Jornal Correio Braziliense

Turismo

Personalidade visceral e trabalhadora é apenas um dos orgulhos do Porto

Incrustada na região do Douro, terra do adocicado vinho do Porto, a joia portuguesa conhecida como Capital do Norte há décadas integra a rota de quem visita Portugal, mas nunca chegou a ser desconfigurada pelo turismo intenso. Talvez aí estejam pelo menos 30% do charme portuense. O resto fica por conta da delicadeza, da educação e do orgulho do tripeiro ; porque quem nasce no Porto pode ser oficialmente portuense, mas é visceralmente tripeiro, que vem de tripa, de dar o sangue pela cidade ; e pelas delícias escondidas do Douro.

Todo mundo conhece o vinho do Porto e o bacalhau à Gomes de Sá (o Gomes era tripeiro, vale lembrar), mas a boa qualidade dos tintos e dos brancos da região é um segredo bem guardado. A produção pequena dá conta do consumo nacional e sobra pouco para atravessar as fronteiras. Também não é muito sabida no além-mar a vocação arquitetônica do Porto. Pois ela existe e é seriíssima.

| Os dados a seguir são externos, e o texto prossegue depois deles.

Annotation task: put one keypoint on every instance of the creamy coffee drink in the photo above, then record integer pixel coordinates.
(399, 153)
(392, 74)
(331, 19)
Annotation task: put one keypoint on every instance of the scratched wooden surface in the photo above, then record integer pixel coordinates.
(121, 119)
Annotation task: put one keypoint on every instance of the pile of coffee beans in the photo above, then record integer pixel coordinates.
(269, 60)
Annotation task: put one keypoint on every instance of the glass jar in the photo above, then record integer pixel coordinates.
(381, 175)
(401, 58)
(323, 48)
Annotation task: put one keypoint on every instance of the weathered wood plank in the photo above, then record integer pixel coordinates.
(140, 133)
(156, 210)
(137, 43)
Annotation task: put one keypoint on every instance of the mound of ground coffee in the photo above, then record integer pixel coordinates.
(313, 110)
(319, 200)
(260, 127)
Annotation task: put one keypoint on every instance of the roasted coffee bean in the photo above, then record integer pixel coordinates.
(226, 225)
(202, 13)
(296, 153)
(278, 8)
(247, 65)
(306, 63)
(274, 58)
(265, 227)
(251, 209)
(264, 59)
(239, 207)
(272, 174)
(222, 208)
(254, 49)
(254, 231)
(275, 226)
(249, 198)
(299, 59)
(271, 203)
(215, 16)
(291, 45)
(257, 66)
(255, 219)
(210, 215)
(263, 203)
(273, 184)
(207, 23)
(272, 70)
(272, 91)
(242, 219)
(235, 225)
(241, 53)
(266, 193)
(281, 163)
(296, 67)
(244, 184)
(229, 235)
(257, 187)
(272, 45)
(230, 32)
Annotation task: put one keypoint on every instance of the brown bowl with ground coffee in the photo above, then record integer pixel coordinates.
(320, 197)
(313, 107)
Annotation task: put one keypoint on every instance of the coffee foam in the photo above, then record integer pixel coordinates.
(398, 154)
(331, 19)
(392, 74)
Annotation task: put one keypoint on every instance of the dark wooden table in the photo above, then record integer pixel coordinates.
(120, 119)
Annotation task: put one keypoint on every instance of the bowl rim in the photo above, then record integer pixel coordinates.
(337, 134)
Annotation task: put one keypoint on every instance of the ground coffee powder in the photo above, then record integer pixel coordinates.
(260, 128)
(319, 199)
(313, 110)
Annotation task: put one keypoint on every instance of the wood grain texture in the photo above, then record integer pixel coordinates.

Desde que Gustave Eiffel e seu aluno Teófilo Seyrig construíram por lá duas pontes, a cidade virou importante referência na área. É terra de Álvaro Siza e Eduardo Souto de Moura, ambos prêmios Priztker (o Nobel da arquitetura), e sede da Casa da Música, um meteorito plantado à beira da avenida mais longa de Portugal e projetado pelo holandês ; e também Pritzker ; Rem Koolhaas para celebrar o título de Capital da Cultura, em 2001.

A Casa (leia mais na página 3) abriga uma orquestra sinfônica, um coro e um conjunto de música contemporânea que realizam concertos semanais a 15 euros numa sala cuja acústica está entre as 10 melhores do planeta. De Siza, a cidade abriga o Museu de Arte Contemporânea, o mais importante de Portugal, já que nem Lisboa possui prédio tão planejado para o gênero.

Labuta
Amarelo e azul são as cores do Porto. As fachadas das casas históricas ; especialmente aquelas viradas para o Douro ; ganharam pintura amarela porque a cidade foi erguida sobre base de granito escuro. O dourado ajuda a ressaltar a luminosidade precária no inverno e brilhante no verão. Já o azul vem dos azulejos espalhados por fachadas, como a da Igreja do Carmo (século 18), e por interiores, como o saguão da Estação São Bento, já datado do século 20.

Os azulejos representam um capítulo especial na história do Porto. Originalmente, eram utilizados para a decoração de interiores. Foram os imigrantes que retornaram do Brasil, conhecidos como brasileiros, os responsáveis por levar os azulejos às fachadas das casas. Depois de períodos de enriquecimento na colônia, esses portugueses voltaram à terra natal e construíram fábricas de azulejos para em seguida lançarem a moda da prática observada em cidades baianas e fluminenses.

A fase industrial do Porto, especialmente marcada pelas fábricas dos brasileiros no século 19, também simboliza a veia trabalhadora da cidade. Houve séculos em que um decreto real proibia nobres e aristocratas de permanecerem mais de três dias no Porto. Considerados incansáveis na labuta, os tripeiros não queriam a nobreza desocupada a andar solta e contaminar a sociedade local com ideias de ócio. Os moradores resumem no ditado ;Enquanto Lisboa se diverte, o Porto trabalha; a distinção entre os habitantes das duas cidades. Pode ser, mas o Porto também tem lá suas diversões e uma parte significativa delas se dá nos bares e nas boates da Rua Galerias de Paris.

Imprensada junto ao mar pela Espanha, a faixa de terra lusitana viu chegar tardiamente as modas europeias. Embora seja absurdo falar nisso em tempos de globalização, ainda há resquícios de outras épocas. Nos bares e nas boates da Galerias de Paris, por exemplo, é permitido fumar.

Já a arquitetura do centro antigo da cidade revela o quão tardias eram outras modas. Quando o barroco chegou a Portugal, já não fazia mais a cabeça de austríacos e italianos. E quando o neoclássico se instalou na região central, o resto da Europa já andava em outras direções. Foram os ingleses os responsáveis por levar o estilo ao Porto. Os portugueses trataram de se apropriar e imprimir ali um orgulho muito típico do tripeiro.